The third difference actually has more to do with brand and branding — being B2C likely means you’re going to invest in design and UX a lot earlier, too. It helps everyone when brand is point, but when you’re B2C, it’s often a huge game-changer.
Overall though, marketing doesn’t morph into some new, unknown Pokemon that’s unrecognizable when you’re B2C or B2B in the early days. It’s still just marketing.
(But that could also just be me.) 😉
Not a single SaaS had awful KPIs or “holy dang close your business” stats
I mean it. Activation rates were healthy. Churn was within reason and overall improving.
Some had amazing retention. Some had higher churn, but they were year 1 in the business and totally understandable.
Overall, I was impressed.
Not a single company had me concerned about them.
The only thing that I advised quite a bit on was (shocker) acquisition. Net new signups were mostly stagnant for many, and adding new customers seemed to be stagnant as well.
Part of this was due to either not focusing enough on one particular segment to move the needle, or never doing anything marketing-related at all.
Either way, was still very impressed by everyone I talked to.
More than anything, they just didn’t know where to start with marketing (which is exactly how I can help).
Every founder felt they were behind or underperforming
I wanted to make sure to include this because it’s so indicative of the tech culture we’re in and the mindset most founders have.
Every single founder I talked to either apologized for not knowing enough about marketing, their current status in their journey, or joked that most other founders I knew were probably way further ahead than them.
Every founder beat themselves up about their current status in the market. Both funded and bootstrapped, B2C and B2B, and all genders.
Now, to be fair, it’s kinda my job to poke holes in things. I’m there to find the gaps, missing pieces, and distractions. The disclaimers I heard were likely there to mentally and emotionally prepare the founder(s) for whatever critiques I had for them.
Psychologically, however, when it’s just you in the biz, it often feels one and the same.
It was still both shocking and notable how much these founders internalized the progress of their product. The product’s success (or lack thereof) became the identity of the founder, and for many, their self-worth lived in the perceived success of the product.
And not gonna lie — it kinda pissed me off.
On the one hand, I respect feeling the pressure of being “behind” the curve. It gets you off your ass and doing something about it.
And on the other hand, I know it’s this exact mentality that can be equally toxic and results in some pretty wild limiting beliefs about yourself.
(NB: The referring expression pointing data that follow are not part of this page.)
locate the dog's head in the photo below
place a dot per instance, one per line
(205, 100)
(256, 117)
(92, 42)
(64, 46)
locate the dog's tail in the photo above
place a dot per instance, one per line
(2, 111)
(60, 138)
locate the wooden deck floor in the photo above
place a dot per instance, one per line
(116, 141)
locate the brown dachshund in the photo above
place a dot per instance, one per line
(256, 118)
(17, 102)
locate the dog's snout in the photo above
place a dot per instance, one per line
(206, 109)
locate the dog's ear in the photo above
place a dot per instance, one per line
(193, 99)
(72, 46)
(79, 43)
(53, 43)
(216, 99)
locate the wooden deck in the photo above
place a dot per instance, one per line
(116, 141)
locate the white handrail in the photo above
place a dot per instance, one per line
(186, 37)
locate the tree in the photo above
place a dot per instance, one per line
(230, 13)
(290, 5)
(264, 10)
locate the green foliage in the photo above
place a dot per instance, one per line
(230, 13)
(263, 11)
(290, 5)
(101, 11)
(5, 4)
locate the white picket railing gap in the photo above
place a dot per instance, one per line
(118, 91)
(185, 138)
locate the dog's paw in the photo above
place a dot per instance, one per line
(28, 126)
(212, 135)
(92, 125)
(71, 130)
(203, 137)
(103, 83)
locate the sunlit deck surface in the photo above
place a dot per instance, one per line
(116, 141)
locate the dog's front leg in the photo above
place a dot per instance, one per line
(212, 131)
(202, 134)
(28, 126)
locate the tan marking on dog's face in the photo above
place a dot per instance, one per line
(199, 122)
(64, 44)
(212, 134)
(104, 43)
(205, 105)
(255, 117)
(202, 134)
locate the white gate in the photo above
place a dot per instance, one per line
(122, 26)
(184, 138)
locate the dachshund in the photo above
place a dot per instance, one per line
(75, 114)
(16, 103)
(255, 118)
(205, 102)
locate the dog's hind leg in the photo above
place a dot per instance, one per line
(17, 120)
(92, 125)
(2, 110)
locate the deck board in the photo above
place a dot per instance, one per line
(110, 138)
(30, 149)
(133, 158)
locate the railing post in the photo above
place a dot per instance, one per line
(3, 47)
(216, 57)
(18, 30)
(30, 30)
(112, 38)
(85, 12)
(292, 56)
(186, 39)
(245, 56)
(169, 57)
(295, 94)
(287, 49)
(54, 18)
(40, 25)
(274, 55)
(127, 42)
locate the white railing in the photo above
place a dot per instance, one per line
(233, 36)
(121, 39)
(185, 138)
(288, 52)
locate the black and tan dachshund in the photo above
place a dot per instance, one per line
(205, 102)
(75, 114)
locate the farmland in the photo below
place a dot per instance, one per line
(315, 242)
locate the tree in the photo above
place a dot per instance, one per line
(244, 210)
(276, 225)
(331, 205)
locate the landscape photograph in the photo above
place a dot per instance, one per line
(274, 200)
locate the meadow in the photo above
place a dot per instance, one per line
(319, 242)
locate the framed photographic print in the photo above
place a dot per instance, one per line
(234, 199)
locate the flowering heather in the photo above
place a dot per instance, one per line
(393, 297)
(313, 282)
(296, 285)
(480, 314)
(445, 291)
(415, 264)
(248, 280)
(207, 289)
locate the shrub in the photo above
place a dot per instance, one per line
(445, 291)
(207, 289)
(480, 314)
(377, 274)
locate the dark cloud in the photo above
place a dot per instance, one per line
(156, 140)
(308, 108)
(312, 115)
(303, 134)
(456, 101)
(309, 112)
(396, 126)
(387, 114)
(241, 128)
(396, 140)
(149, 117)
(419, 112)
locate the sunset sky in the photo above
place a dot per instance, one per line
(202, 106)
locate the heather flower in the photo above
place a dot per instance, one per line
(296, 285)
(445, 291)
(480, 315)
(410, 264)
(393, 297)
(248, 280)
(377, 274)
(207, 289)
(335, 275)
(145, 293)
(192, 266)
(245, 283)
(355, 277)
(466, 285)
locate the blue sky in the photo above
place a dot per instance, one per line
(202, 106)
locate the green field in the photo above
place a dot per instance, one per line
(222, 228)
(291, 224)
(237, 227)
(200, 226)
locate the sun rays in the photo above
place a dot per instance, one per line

I love the startup and SaaS world. I love the pressure of making things grow. But I will never again equate my self-worth to the success of any business. Believe me — I’ve been there, done that, and thankfully came out on the better end of that road.
When I started DemandMaven, I promised myself I wouldn’t equate its success to my own self-worth. And no — you shouldn’t equate your self-worth to the success of your business either.
Remember to maintain a certain level of separation: mentally, emotionally, and spiritually. You’ll be happier for it in the long-run.
Be kind(er) to yourself, founder. Seriously.
You’re never behind as long as you’re taking steps forward.